What happens during tumor remission? After chemotherapy, tumor cell numbers may be reduced, or surviving cells may enter an altered, dormant state. Evidence for dormancy now comes from Catherine Shachaf, Dean Felsher (Stanford University, Stanford, CA), and colleagues. In their mouse model, liver tumors can be forced into dormancy and then reawakened at will.
As in previous studies, regression was induced by shutting off the oversupply of MYC, in this case using a tetracycline-controlled promoter. Transgenic mice took ~12 weeks to develop the MYC-induced tumors, but within 4 days of MYC inactivation the cells died or differentiated into normal liver cells. Tumors regressed but could later be reactivated by switching MYC back on.
The persistence of dormant tumor cells was demonstrated by transplanting tumor cells containing transgenes for both luciferase and the tetracycline-controlled MYC. Even when MYC was inactivated the luciferase signal persisted in the transplanted cells, which looked like normal liver cells. Turning MYC back on restored tumorigenesis, increasing cell number and thus luciferase activity.
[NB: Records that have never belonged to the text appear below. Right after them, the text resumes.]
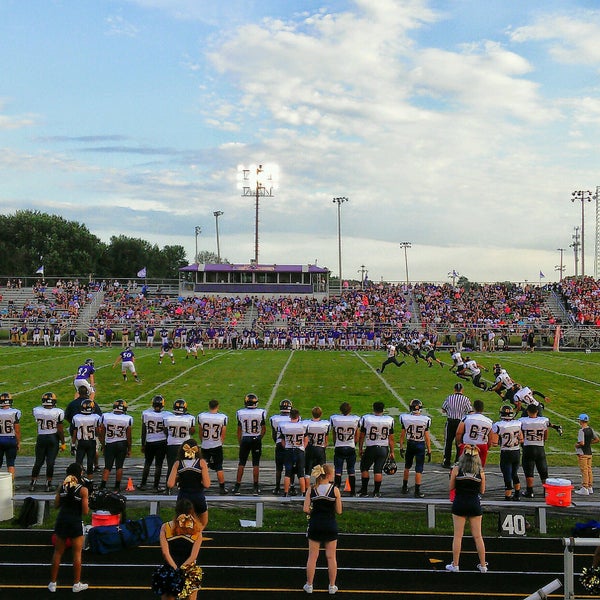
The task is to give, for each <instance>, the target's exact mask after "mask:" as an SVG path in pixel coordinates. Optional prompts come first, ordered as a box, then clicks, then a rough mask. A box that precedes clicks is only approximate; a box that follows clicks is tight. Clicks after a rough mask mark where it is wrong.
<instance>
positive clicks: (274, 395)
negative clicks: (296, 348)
mask: <svg viewBox="0 0 600 600" xmlns="http://www.w3.org/2000/svg"><path fill="white" fill-rule="evenodd" d="M294 352H295V350H292V351H291V352H290V356H289V358H288V359H287V361H286V362H285V365H283V368H282V369H281V371H280V372H279V375H278V376H277V381H276V382H275V385H274V386H273V389H272V390H271V394H270V396H269V400H268V402H267V404H266V405H265V410H266V411H267V414H269V410H270V409H271V405H272V404H273V400H275V396H276V395H277V390H278V389H279V386H280V385H281V380H282V379H283V376H284V375H285V372H286V371H287V368H288V366H289V364H290V362H292V358H293V357H294Z"/></svg>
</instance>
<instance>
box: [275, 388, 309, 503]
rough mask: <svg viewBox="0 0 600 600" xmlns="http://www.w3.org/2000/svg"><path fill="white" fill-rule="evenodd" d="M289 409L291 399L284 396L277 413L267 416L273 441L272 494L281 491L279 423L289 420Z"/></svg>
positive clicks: (284, 454) (289, 419)
mask: <svg viewBox="0 0 600 600" xmlns="http://www.w3.org/2000/svg"><path fill="white" fill-rule="evenodd" d="M290 410H292V401H291V400H288V399H287V398H284V399H283V400H282V401H281V402H280V403H279V414H278V415H273V416H272V417H270V418H269V423H270V425H271V437H272V438H273V441H274V442H275V488H274V489H273V494H274V495H275V496H279V494H280V493H281V475H282V474H283V468H284V460H285V459H284V455H285V450H284V447H283V439H282V438H281V435H279V425H280V423H282V422H283V421H289V420H290ZM301 476H302V475H301Z"/></svg>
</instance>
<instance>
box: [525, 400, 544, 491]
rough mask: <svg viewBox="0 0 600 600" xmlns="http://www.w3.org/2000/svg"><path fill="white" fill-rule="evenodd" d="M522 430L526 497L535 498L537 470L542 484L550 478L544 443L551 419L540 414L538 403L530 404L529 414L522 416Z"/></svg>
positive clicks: (529, 406)
mask: <svg viewBox="0 0 600 600" xmlns="http://www.w3.org/2000/svg"><path fill="white" fill-rule="evenodd" d="M520 422H521V430H522V431H523V472H524V473H525V481H526V484H527V490H526V492H525V493H524V494H523V497H524V498H533V480H534V475H535V472H534V471H535V470H537V472H538V475H539V476H540V479H541V480H542V484H544V483H545V482H546V479H548V462H547V461H546V450H545V448H544V444H545V442H546V440H547V439H548V427H549V426H550V421H548V419H547V418H546V417H540V416H539V414H538V405H537V404H530V405H529V406H528V407H527V416H526V417H521V419H520Z"/></svg>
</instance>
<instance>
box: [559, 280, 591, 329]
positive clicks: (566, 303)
mask: <svg viewBox="0 0 600 600" xmlns="http://www.w3.org/2000/svg"><path fill="white" fill-rule="evenodd" d="M560 291H561V293H562V297H563V299H564V302H565V304H566V306H567V307H568V309H569V312H570V316H571V318H572V320H573V322H574V323H579V324H581V325H596V326H597V327H600V281H597V280H595V279H594V278H593V277H585V278H584V279H583V281H581V279H569V280H566V281H563V283H562V285H561V290H560Z"/></svg>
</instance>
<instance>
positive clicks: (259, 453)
mask: <svg viewBox="0 0 600 600" xmlns="http://www.w3.org/2000/svg"><path fill="white" fill-rule="evenodd" d="M236 418H237V423H238V427H237V437H238V443H239V445H240V452H239V458H238V470H237V475H236V478H235V486H234V488H233V493H234V494H235V495H236V496H239V495H240V486H241V484H242V477H243V476H244V469H245V467H246V463H247V462H248V457H249V456H250V455H251V454H252V481H253V484H254V492H253V493H254V495H255V496H259V495H260V484H259V477H260V457H261V455H262V439H263V437H264V436H265V433H266V431H267V425H266V421H267V411H266V410H265V409H264V408H258V397H257V396H256V394H247V395H246V398H244V408H240V409H239V410H238V411H237V412H236Z"/></svg>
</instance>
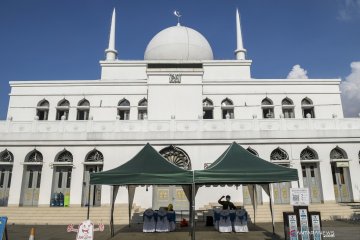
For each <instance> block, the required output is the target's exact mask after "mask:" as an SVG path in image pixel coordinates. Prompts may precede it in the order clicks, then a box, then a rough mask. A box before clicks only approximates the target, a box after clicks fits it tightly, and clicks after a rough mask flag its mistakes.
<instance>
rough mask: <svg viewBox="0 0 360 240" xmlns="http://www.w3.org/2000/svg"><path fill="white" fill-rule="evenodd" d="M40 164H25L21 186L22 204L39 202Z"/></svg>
mask: <svg viewBox="0 0 360 240" xmlns="http://www.w3.org/2000/svg"><path fill="white" fill-rule="evenodd" d="M41 170H42V165H27V166H25V171H24V178H23V186H22V195H23V196H22V201H21V203H22V204H21V205H22V206H37V205H38V203H39V193H40V183H41Z"/></svg>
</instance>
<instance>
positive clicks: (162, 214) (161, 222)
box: [156, 209, 170, 232]
mask: <svg viewBox="0 0 360 240" xmlns="http://www.w3.org/2000/svg"><path fill="white" fill-rule="evenodd" d="M169 231H170V224H169V220H168V219H167V214H166V211H165V210H164V209H160V210H159V211H158V216H157V222H156V232H169Z"/></svg>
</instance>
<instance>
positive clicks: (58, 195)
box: [51, 149, 73, 207]
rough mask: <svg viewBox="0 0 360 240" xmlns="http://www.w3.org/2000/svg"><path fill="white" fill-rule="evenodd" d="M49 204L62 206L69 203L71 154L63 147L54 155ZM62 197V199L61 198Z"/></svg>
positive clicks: (71, 154) (72, 155)
mask: <svg viewBox="0 0 360 240" xmlns="http://www.w3.org/2000/svg"><path fill="white" fill-rule="evenodd" d="M52 166H53V168H54V175H53V184H52V194H51V206H61V207H64V206H66V205H68V204H69V199H70V187H71V173H72V168H73V155H72V154H71V152H69V151H67V150H66V149H64V150H63V151H61V152H60V153H58V154H57V156H56V157H55V162H54V163H53V164H52ZM62 198H63V199H62Z"/></svg>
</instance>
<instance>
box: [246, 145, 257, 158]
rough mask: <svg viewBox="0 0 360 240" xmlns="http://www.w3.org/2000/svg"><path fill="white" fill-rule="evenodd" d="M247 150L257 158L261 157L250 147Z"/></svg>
mask: <svg viewBox="0 0 360 240" xmlns="http://www.w3.org/2000/svg"><path fill="white" fill-rule="evenodd" d="M246 150H247V151H248V152H249V153H251V154H253V155H255V156H257V157H258V156H259V154H258V152H257V151H256V150H255V149H253V148H252V147H250V146H249V147H248V148H247V149H246Z"/></svg>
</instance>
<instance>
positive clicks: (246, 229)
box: [234, 209, 249, 232]
mask: <svg viewBox="0 0 360 240" xmlns="http://www.w3.org/2000/svg"><path fill="white" fill-rule="evenodd" d="M247 221H248V214H247V212H246V210H245V209H241V210H239V211H236V218H235V221H234V231H235V232H249V228H248V226H247Z"/></svg>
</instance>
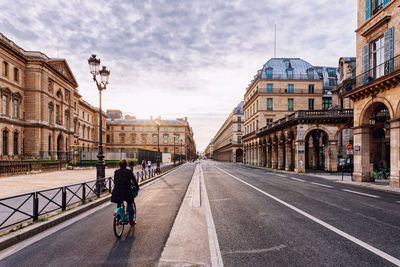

Reversible dormancy has not been seen in previous MYC inactivation studies. Felsher believes that the differences are explained by the properties of the tumors' originating tissues. Lacking MYC, tumor cells from a terminally differentiated tissue such as bone resort to terminal differentiation; those from the apoptotic-prone hematopoietic compartment die; and those from liver (a tissue that is rich in stem cells and can regenerate) differentiate but produce many stem cells. It is those stem cells that may perpetuate the dormant state and that Felsher wants to understand.